Chào các bạn! Vì nhiều lý do từ nay Truyen2U chính thức đổi tên là Truyen247.Pro. Mong các bạn tiếp tục ủng hộ truy cập tên miền mới này nhé! Mãi yêu... ♥

Part 33. Petuah

Duka menyelimuti keluarga yang baru saja bahagia kemarin karena pesta pernikahan yang terselenggara dan kini orang-orang kembali berdatangan untuk melayat. Ratusan pelayat datang silih berganti, kebanyakan dari orang sekitar dan para santri serta pengabdi di pondok pesantren, yang hampir semuanya kenal dengan Renny dan Ayun, karena menjadi langganan di warung bubur mereka.

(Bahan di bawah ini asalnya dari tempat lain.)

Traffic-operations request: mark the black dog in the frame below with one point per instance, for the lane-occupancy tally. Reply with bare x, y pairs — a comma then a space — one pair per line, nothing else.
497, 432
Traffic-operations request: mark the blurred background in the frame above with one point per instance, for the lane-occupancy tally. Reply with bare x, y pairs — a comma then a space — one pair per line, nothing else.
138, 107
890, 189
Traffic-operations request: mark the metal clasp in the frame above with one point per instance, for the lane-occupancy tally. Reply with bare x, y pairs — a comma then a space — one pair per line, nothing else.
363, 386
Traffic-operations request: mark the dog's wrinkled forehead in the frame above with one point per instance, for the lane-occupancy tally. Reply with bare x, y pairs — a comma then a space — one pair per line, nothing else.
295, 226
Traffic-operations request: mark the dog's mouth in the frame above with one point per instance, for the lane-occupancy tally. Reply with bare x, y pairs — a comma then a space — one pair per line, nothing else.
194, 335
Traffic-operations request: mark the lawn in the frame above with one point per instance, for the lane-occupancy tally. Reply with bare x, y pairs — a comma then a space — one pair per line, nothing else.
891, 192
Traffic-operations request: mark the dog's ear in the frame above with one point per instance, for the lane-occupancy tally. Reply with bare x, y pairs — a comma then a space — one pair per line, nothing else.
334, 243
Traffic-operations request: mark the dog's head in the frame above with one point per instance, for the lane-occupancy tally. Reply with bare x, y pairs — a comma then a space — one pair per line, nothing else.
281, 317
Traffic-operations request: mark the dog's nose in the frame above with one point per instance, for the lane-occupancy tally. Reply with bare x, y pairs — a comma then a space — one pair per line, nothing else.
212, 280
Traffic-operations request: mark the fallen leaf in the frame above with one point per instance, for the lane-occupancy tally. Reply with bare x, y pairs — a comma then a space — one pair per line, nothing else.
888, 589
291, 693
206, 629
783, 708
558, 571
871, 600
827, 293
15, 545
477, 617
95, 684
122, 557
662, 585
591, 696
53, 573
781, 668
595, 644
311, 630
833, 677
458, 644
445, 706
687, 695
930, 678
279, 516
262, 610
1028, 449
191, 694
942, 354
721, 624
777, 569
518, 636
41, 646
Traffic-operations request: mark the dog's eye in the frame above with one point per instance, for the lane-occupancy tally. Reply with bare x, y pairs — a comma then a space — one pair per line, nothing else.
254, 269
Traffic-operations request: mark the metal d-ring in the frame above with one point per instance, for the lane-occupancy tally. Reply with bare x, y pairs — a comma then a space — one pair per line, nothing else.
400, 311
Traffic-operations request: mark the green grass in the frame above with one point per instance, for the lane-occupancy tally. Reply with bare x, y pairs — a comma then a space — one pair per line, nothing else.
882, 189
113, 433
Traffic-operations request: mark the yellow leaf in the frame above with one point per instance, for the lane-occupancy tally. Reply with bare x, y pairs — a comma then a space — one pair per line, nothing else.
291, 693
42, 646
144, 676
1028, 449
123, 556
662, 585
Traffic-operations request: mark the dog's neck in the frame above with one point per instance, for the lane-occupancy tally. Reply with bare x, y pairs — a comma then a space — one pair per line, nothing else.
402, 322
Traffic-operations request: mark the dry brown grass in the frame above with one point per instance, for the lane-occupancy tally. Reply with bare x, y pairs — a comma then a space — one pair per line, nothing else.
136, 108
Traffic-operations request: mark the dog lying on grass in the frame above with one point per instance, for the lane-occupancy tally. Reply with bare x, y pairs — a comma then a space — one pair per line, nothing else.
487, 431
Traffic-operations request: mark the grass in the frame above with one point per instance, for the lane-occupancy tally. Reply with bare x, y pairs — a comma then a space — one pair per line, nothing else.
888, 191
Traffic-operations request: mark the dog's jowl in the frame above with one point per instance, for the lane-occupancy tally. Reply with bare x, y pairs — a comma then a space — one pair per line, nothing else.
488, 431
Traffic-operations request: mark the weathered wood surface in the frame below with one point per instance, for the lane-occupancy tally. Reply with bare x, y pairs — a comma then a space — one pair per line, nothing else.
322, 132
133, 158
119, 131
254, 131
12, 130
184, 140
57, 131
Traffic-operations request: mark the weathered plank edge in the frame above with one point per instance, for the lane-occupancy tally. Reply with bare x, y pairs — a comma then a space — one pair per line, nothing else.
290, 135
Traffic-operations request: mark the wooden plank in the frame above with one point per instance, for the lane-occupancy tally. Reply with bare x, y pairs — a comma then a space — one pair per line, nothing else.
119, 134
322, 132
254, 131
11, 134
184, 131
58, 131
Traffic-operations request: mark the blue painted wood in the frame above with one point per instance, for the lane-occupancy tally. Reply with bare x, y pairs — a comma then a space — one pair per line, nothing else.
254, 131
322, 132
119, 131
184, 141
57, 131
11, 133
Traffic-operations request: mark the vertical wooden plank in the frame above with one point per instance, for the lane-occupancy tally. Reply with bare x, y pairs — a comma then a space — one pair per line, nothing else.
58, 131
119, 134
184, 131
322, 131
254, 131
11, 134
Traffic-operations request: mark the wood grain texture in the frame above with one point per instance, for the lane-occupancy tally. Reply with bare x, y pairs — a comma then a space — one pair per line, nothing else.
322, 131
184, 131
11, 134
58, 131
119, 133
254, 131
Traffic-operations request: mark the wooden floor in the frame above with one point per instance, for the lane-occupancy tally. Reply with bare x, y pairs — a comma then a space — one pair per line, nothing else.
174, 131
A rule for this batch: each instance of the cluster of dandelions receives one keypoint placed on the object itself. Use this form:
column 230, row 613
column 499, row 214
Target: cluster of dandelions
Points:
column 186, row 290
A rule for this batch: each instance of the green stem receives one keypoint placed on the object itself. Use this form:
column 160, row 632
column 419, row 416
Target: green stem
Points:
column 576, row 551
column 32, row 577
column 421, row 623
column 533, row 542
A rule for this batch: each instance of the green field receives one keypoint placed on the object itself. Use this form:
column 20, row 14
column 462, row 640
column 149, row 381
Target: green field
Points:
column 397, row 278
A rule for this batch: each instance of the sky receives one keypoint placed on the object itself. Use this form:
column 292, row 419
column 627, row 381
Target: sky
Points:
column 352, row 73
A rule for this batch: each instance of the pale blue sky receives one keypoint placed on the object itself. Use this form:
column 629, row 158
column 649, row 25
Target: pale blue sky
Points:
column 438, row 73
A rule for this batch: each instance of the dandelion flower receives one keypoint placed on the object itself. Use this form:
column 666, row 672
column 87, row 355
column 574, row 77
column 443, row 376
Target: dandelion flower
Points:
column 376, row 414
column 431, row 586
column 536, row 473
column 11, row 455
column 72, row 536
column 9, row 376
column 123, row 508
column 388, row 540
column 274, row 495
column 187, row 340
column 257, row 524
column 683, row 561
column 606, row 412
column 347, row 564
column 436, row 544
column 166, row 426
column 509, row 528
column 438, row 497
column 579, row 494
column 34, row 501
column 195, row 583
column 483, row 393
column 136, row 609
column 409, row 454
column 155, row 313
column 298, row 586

Renny dan Ayun tampak saling menguatkan. Keduanya duduk berdampingan, sementara Iyus dan Zulham berada di depan, menyalami para pelayat yang datang.

Di balik suasana berselimut duka itu, ada beberapa orang sibuk di bagian belakang rumah. Mereka mempersiapkan makanan untuk kenduri, suguhan para pentakziah, dan tentunya keluarga.

Eka, ia menjadi penguhubung antara keluarga dan para tetangga yang menangani urusan dapur.

"Mbak Renny pasti seneng ya, lega banget mantan mertuanya udah mati. Dia bisa senang-senang sama suami barunya. Ayun juga, Mbah Ahmad meninggal. Dia bisa pergi dan nggak ngurus Mbahnya. Pada curiga nggak sih ini tuh sengaja?"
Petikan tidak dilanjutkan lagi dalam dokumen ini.